Dextran was discovered by Louis Pasteur as a microbial product in wine, but mass production was only possible after the development by Allene Jeanes of a process using bacteria. Dental plaque is rich in dextrans. Dextran is a complicating contaminant in the refining of sugar because it elevates the viscosity of sucrose solutions and fouls plumbing.
Dextran is now produced from sucrose by certain lactic acid bacteria of the family lactobacillus. Species include Leuconostoc mesenteroides and Streptococcus mutans. The structure of dextran produced depends not only on the family and species of the bacterium but on the strain. They are separated by fractional precipitation from protein-free extracts using ethanol. Some bacteria coproduce fructans, which can complicate isolation of the dextrans.
Dextran 70 is on the WHO Model List of Essential Medicines, the most important medications needed in a health system.
Medicinally it is used as an antithrombotic (antiplatelet), to reduce blood viscosity, and as a volume expander in hypovolaemia.
These agents are used commonly by microsurgeons to decrease vascular thrombosis. The antithrombotic effect of dextran is mediated through its binding of erythrocytes, platelets, and vascular endothelium, increasing their electronegativity and thus reducing erythrocyte aggregation and platelet adhesiveness. Dextrans also reduce factor VIII-Ag Von Willebrand factor, thereby decreasing platelet function. Clots formed after administration of dextrans are more easily lysed due to an altered thrombus structure (more evenly distributed platelets with coarser fibrin). By inhibiting α-2 antiplasmin, dextran serves as a plasminogen activator, so possesses thrombolytic features.
Outside of these features, larger dextrans, which do not pass out of the vessels, are potent osmotic agents, thus have been used urgently to treat hypovolemia. The hemodilution caused by volume expansion with dextran use improves blood flow, thus further improving patency of microanastomoses and reducing thrombosis. Still, no difference has been detected in antithrombotic effectiveness in comparison of intra-arterial and intravenous administration of dextran.
Dextrans are available in multiple molecular weights ranging from 3 kDa to 2 MDa. The larger dextrans (>60,000 Da) are excreted poorly from the kidney, so remain in the blood for as long as weeks until they are metabolized.
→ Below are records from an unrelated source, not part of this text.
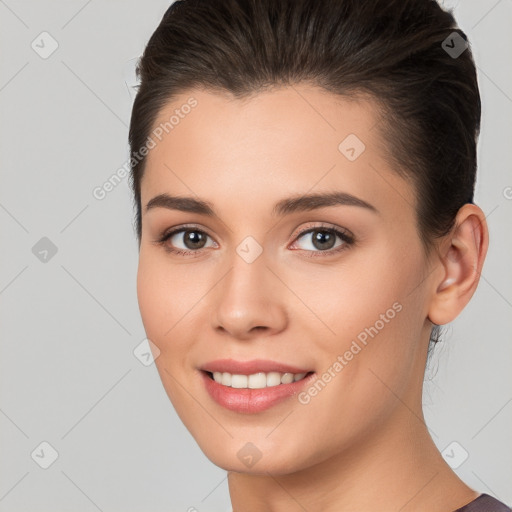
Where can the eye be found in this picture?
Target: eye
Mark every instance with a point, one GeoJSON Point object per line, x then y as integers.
{"type": "Point", "coordinates": [191, 237]}
{"type": "Point", "coordinates": [322, 243]}
{"type": "Point", "coordinates": [324, 240]}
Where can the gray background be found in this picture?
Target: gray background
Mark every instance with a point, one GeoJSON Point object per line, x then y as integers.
{"type": "Point", "coordinates": [69, 324]}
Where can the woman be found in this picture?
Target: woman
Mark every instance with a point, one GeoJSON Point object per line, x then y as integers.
{"type": "Point", "coordinates": [303, 174]}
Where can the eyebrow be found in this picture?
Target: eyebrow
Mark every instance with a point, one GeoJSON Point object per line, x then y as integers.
{"type": "Point", "coordinates": [301, 203]}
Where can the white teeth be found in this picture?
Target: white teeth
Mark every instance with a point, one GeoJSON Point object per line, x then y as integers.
{"type": "Point", "coordinates": [256, 380]}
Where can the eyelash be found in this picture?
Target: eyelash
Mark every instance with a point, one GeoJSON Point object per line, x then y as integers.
{"type": "Point", "coordinates": [347, 238]}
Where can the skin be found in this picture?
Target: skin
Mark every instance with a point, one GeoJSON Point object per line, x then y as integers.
{"type": "Point", "coordinates": [362, 440]}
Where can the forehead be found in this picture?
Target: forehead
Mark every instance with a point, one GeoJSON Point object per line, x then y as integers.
{"type": "Point", "coordinates": [284, 141]}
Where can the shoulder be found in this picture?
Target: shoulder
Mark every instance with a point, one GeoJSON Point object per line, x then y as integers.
{"type": "Point", "coordinates": [485, 503]}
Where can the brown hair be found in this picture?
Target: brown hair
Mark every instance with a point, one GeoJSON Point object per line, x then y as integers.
{"type": "Point", "coordinates": [396, 51]}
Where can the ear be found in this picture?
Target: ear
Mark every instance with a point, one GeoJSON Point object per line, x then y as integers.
{"type": "Point", "coordinates": [460, 263]}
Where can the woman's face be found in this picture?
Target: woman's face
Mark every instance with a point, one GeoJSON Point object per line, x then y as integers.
{"type": "Point", "coordinates": [256, 285]}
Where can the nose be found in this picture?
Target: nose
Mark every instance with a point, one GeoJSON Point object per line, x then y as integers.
{"type": "Point", "coordinates": [250, 301]}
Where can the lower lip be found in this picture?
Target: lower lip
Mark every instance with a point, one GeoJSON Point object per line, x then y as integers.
{"type": "Point", "coordinates": [252, 400]}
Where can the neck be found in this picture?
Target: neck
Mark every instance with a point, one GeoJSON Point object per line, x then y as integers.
{"type": "Point", "coordinates": [394, 469]}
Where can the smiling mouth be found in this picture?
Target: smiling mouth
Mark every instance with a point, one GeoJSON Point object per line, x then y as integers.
{"type": "Point", "coordinates": [258, 380]}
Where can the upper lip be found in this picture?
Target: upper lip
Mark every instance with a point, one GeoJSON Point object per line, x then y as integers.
{"type": "Point", "coordinates": [250, 367]}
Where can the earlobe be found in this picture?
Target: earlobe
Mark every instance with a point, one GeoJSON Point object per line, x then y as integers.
{"type": "Point", "coordinates": [460, 265]}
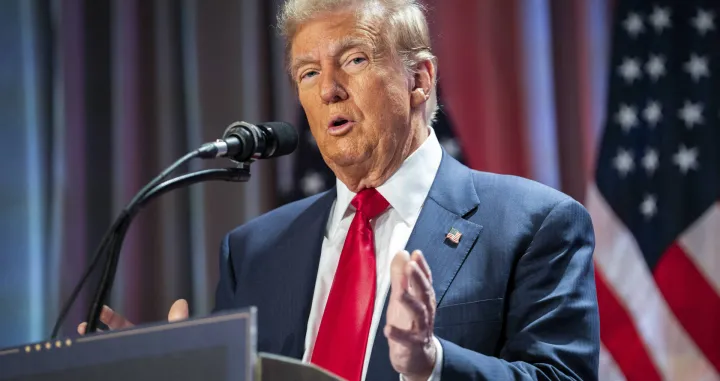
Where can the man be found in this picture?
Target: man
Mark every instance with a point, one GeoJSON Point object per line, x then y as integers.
{"type": "Point", "coordinates": [500, 281]}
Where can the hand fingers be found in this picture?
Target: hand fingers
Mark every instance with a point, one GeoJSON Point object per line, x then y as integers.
{"type": "Point", "coordinates": [82, 327]}
{"type": "Point", "coordinates": [419, 258]}
{"type": "Point", "coordinates": [420, 285]}
{"type": "Point", "coordinates": [405, 337]}
{"type": "Point", "coordinates": [398, 280]}
{"type": "Point", "coordinates": [113, 319]}
{"type": "Point", "coordinates": [179, 311]}
{"type": "Point", "coordinates": [418, 309]}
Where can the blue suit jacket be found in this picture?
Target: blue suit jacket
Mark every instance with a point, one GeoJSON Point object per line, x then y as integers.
{"type": "Point", "coordinates": [516, 297]}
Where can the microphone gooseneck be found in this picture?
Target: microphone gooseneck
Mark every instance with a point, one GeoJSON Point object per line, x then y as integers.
{"type": "Point", "coordinates": [242, 143]}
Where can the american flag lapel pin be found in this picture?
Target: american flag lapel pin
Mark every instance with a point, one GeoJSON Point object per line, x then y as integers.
{"type": "Point", "coordinates": [454, 236]}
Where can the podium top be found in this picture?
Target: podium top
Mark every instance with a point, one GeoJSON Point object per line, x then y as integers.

Consequently, they have prolonged antithrombotic and colloidal effects. In this family, dextran-40 (MW: 40,000 Da), has been the most popular member for anticoagulation therapy. Close to 70% of dextran-40 is excreted in urine within the first 24 hours after intravenous infusion, while the remaining 30% are retained for several more days.
Although relatively few side effects are associated with dextran use, these side effects can be very serious. These include anaphylaxis, volume overload, pulmonary edema, cerebral edema, or platelet dysfunction.
An uncommon but significant complication of dextran osmotic effect is acute kidney injury. The pathogenesis of this kidney failure is the subject of many debates with direct toxic effect on tubules and glomerulus versus intraluminal hyperviscosity being some of the proposed mechanisms. Patients with history of diabetes mellitus, chronic kidney disease, or vascular disorders are most at risk. Brooks and others recommend the avoidance of dextran therapy in patients with chronic kidney disease.
Efforts have been made to develop modified dextran polymers. One of these has acetal modified hydroxyl groups. It is insoluble in water, but soluble in organic solvents. This allows it to be processed in the same manner as many polyesters, like poly(lactic-co-glycolic acid), through processes like solvent evaporation and emulsion. Acetalated dextran is structurally different from acetylated dextran. As of 2017 several uses for drug delivery had been explored in vitro and a few had been tested in animal models.